02      RaisePropertyChanged(() => Model);
    }
}

The first change is that CustomerViewModel now inherits from ViewModelBase (line 01), easy. The other change is when we want to notify the View that the Model has changed; this occurs when the FindAll method is called in the Refresh method. Line 02 indicates how this is achieved, a Lambda Expression is used to indicate which property of the ViewModel has been updated, in our case, Model. This is the only thing the View requires to be refreshed.

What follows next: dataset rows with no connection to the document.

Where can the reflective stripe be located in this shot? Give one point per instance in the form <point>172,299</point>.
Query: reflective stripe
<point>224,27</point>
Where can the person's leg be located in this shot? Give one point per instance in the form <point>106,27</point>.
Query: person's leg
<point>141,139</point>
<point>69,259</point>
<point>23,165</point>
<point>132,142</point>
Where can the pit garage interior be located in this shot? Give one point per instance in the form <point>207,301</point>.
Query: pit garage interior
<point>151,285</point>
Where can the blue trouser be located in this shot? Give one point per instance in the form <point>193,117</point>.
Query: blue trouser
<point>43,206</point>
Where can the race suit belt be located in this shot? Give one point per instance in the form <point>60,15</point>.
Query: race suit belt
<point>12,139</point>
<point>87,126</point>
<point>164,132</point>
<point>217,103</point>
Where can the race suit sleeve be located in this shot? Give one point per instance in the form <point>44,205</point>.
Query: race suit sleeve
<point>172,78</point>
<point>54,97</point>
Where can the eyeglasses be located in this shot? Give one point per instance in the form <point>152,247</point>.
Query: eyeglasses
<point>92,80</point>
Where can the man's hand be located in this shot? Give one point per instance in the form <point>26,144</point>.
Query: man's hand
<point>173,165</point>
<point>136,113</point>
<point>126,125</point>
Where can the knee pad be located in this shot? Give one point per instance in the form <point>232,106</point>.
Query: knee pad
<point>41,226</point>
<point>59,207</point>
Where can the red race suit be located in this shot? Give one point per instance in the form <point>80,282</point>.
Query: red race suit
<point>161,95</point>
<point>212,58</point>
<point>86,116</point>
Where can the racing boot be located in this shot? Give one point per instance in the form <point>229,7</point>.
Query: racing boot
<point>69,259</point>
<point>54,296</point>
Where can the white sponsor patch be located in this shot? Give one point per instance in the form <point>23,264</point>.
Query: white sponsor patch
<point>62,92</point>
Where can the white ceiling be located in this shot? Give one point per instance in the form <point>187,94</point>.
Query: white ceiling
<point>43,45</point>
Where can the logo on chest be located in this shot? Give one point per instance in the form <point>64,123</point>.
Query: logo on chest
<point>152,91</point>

If we now execute the client and we enter some customer details like we did in the previous chapter, this time when the Save button is pressed, we can see how the client is refreshed and it displays the correct data in the grid. It is worth noting how the application looks after the New Customer controls; the Refresh method assigns a new blank instance of CustomerDto to the Model.NewCustomerOperation property which automatically resets the entered values, isn't it nice?

Chapter summary

There is not more to discuss about the INotifyPropertyChanged pattern; it is simple and slick, which is good news. At this point, we have our application running. This is a major milestone in our series, it means we are in a position to demonstrate to our client our work; we are ready to engage them in an effective and productive manner; we could arrange workshops with the key users to demonstrate the new functionality. Try to convince them to use the application; as we mentioned, they can execute the application from a USB stick if required, it could not be any easier. And if you are lucky, they might start logging defects and enhancements in your ticket system. You may get busy at this stage, but be sure, you will get no major surprises for when the project reaches the UAT stage.

The next chapter is critical in the design of our application, Dependency Injection will be introduced in our solution. We need to remove the references to the server components in our client. Once we cover DI, we will be ready for covering the NHibernate and the WCF implementations. But remember, we don't need those two to gather the business requirements in an effective manner.